Building A Tensor micrograd

Andrej Karpathy's micrograd library (and his lecture on it) is arguably one of the best pieces of educational ML content out there. It's a tiny automatic differentiation (autodiff) engine built on Python floats, which you can use to build virtually any neural network.

In this short post, we'll build mgp, a NumPy-based autodiff engine. It will be similar to micrograd except it uses tensors instead of scalars, which is standard in packages like PyTorch. In the end, we'll build a convolutional neural network and reach an accuracy of 0.97+ on the MNIST test set.

We'll delve into the parts of mgp that go beyond micrograd: computing gradients for tensor variables and handling NumPy broadcasting in the backward pass. So you'll need some familiarity with backpropagation — if not, Andrej's lecture is the best place to start. All of the code can be found in the repo.

Tensors & Their Gradients

Since we rely on the NumPy library, we don't need to implement a tensor from scratch. NumPy's ndarray class is perfectly suitable, and its main operations, like matrix multiplication, can be wrapped easily. Below, we wrap our Tensor class around the NumPy array and define matrix multiplication (matmul) as the matmul of the underlying arrays.

import numpy as np

class Tensor:
    def __init__(self, data, parents=()):
        if not isinstance(data, np.ndarray):
            data = np.array(data)
        self.data = data
        self.shape = data.shape
        self.ndim = data.ndim
        ...

    def __matmul__(self, other):
        other = other if isinstance(other, Tensor) else Tensor(other)
        output = Tensor(self.data @ other.data, parents=(self, other))
        ...
        return output

Now remember we don't just need the tensor operations; we also need their gradients for the backward pass. Unlike the scalar engine, where every gradient is just a simple application of the chain rule to single numbers, tensor gradients involve linear algebra.

Let's look at matrix multiplication as an example. For $C = AB$, suppose we already have the incoming gradient $\frac{dL}{dC}$ from downstream. Then, we can compute the gradients of $A$ and $B$ as $\frac{dL}{dA}=\frac{dL}{dC} B^\top$ and $\frac{dL}{dB}=A^\top\frac{dL}{dC}$.

Proof (2D)

The key insight is that each element of $A$ contributes to an entire row of $C$, so we need to aggregate gradients across that row.

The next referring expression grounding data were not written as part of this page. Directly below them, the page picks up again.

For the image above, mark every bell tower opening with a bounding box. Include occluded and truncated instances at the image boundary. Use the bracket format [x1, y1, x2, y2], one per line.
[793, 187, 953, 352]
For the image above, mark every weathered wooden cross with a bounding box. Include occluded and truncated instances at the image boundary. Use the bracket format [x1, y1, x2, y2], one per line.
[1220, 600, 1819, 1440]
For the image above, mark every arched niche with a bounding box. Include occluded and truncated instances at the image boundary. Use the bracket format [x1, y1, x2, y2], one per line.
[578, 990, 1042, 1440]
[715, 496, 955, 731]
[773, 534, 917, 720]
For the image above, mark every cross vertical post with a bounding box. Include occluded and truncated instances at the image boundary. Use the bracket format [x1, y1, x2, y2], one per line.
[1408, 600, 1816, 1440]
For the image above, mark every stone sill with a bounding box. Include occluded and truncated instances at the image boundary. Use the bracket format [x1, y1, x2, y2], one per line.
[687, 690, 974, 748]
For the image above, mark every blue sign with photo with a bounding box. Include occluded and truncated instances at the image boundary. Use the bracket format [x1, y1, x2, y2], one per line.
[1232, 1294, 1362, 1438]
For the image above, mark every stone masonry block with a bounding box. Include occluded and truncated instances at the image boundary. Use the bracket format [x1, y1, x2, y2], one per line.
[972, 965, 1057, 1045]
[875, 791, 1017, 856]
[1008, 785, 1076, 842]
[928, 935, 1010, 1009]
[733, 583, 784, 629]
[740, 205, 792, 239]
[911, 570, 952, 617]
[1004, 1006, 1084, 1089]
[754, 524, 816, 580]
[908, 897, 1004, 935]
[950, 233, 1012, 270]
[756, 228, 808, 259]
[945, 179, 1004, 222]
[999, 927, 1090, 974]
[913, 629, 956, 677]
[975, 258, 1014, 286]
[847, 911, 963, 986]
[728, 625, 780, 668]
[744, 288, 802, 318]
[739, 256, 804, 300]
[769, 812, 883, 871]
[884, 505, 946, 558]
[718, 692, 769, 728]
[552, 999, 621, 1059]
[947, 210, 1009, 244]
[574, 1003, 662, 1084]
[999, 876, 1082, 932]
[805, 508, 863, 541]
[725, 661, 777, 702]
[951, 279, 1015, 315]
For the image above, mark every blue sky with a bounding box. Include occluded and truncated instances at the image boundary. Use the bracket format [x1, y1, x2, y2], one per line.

Consider the 2D case: $A$ is $m\times n$, $B$ is $n\times p$, and $C$ is $m\times p$. Each element of $C$ is a dot product:

$$C_{ij}=\sum_k A_{ik} B_{kj}$$

Since $A_{ik}$ appears in every element of row $i$ of $C$, by the multivariate chain rule:

$$\frac{dL}{dA_{ik}} = \sum_j \frac{dL}{dC_{ij}} B_{kj} = \sum_j\left(\frac{dL}{dC}\right)_{ij}(B^\top)_{jk}=\left(\frac{dL}{dC} \, B^\top\right)_{ik}$$

Thus, $\frac{dL}{dA}=\frac{dL}{dC}\, B^\top$. By the same reasoning, $\frac{dL}{dB}=A^\top \,\frac{dL}{dC}$.

Notice that this applies to 2D tensors, i.e. matrices. When dealing with additional dimensions ("batch dimensions"), we swap the last two using swapaxes(-2, -1). Because @ broadcasts over all axes except the last two, transposing only those axes is enough. .T would instead reverse all axes, which we don't need.

Now that we know how to compute gradients for the matmul, let's add gradient tracking and computation to our Tensor class.

class Tensor:
    def __init__(self, data, parents=()):
        if not isinstance(data, np.ndarray):
            data = np.array(data)
        self.data = data
        self.shape = data.shape
        self.ndim = data.ndim

        # add gradient tracking
        self.grad = np.zeros(self.shape, dtype=float)
        self.grad_fn = lambda: None
        self.parents = parents

    def __matmul__(self, other):
        other = other if isinstance(other, Tensor) else Tensor(other)
        output = Tensor(self.data @ other.data, parents=(self, other))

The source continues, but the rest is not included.